Concept reference

Files, Terminal & Tools

How SimPilot treats file access and shell commands as governed engineering primitives, not escape hatches.

1 min read

File-first execution

Simulation work becomes inspectable files: OpenFOAM dictionaries, SU2 configs, CalculiX input decks, mesh handoffs, scripts, logs, images, and reports. The file browser, agent tools, and governed shell see the same workspace tree — there is no agent-only ghost filesystem.

Governed shell

Commands run through a policy-aware runtime that records working directory, command family, approval status, output capture, exit status, and timing as typed evidence. Solver packs publish command candidates and allowlists so execution is powerful without becoming opaque.

Approval boundaries

Low-risk inspection is read-only. File writes, solver launches, package installs, public sharing, and destructive actions need the correct approval envelope.

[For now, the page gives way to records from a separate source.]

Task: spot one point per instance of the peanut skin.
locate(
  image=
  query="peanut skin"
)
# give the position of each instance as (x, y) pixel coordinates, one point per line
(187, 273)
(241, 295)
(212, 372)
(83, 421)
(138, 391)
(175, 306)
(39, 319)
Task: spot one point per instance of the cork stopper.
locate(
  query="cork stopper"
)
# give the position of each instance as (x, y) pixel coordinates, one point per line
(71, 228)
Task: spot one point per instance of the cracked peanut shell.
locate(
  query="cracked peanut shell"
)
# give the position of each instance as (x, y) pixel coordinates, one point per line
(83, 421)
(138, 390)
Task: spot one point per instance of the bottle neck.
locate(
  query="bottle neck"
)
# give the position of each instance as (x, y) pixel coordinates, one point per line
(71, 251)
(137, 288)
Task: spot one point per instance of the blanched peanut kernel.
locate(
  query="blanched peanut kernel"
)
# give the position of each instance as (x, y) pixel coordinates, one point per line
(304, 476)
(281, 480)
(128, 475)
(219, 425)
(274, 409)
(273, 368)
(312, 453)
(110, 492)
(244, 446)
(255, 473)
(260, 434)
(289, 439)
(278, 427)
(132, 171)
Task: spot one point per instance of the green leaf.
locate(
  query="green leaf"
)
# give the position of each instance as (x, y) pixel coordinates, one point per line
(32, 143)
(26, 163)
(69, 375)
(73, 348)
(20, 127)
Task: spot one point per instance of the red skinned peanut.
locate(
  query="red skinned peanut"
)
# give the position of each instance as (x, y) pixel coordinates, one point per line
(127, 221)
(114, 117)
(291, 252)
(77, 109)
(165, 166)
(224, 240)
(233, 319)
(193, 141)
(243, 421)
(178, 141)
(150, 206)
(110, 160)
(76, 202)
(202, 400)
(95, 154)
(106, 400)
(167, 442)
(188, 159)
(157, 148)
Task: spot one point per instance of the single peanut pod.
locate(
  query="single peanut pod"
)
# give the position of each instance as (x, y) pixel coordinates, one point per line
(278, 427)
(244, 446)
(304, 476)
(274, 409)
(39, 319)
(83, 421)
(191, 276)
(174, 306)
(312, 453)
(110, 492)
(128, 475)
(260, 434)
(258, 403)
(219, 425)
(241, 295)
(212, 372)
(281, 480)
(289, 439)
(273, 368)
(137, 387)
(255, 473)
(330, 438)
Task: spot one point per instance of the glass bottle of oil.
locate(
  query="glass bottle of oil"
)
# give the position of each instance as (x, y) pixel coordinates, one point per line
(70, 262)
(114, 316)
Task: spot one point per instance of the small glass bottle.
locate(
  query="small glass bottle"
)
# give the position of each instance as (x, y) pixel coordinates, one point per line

Action keys describe the operation kind, cwd, command-or-patch digest, blast radius, and reuse scope — so an approval is meaningful, not a rubber stamp.

Egress is locked down

ADR 0005 routes all outbound traffic through a deny-by-default proxy with rate limits. The agent cannot exfiltrate workspace contents to an arbitrary host. Knowledge fetches use signed providers; web search returns indexed snippets through a controlled lane.

Debug from the failed layer

If materialization fails, inspect the generated files and the CaseSpec contract. If meshing fails, inspect meshing logs and geometry. If solving fails, inspect solver logs and resource docs. If reporting fails, inspect artifacts and figure/QoI bindings. The platform points you at the failed layer; never blame the chat transcript.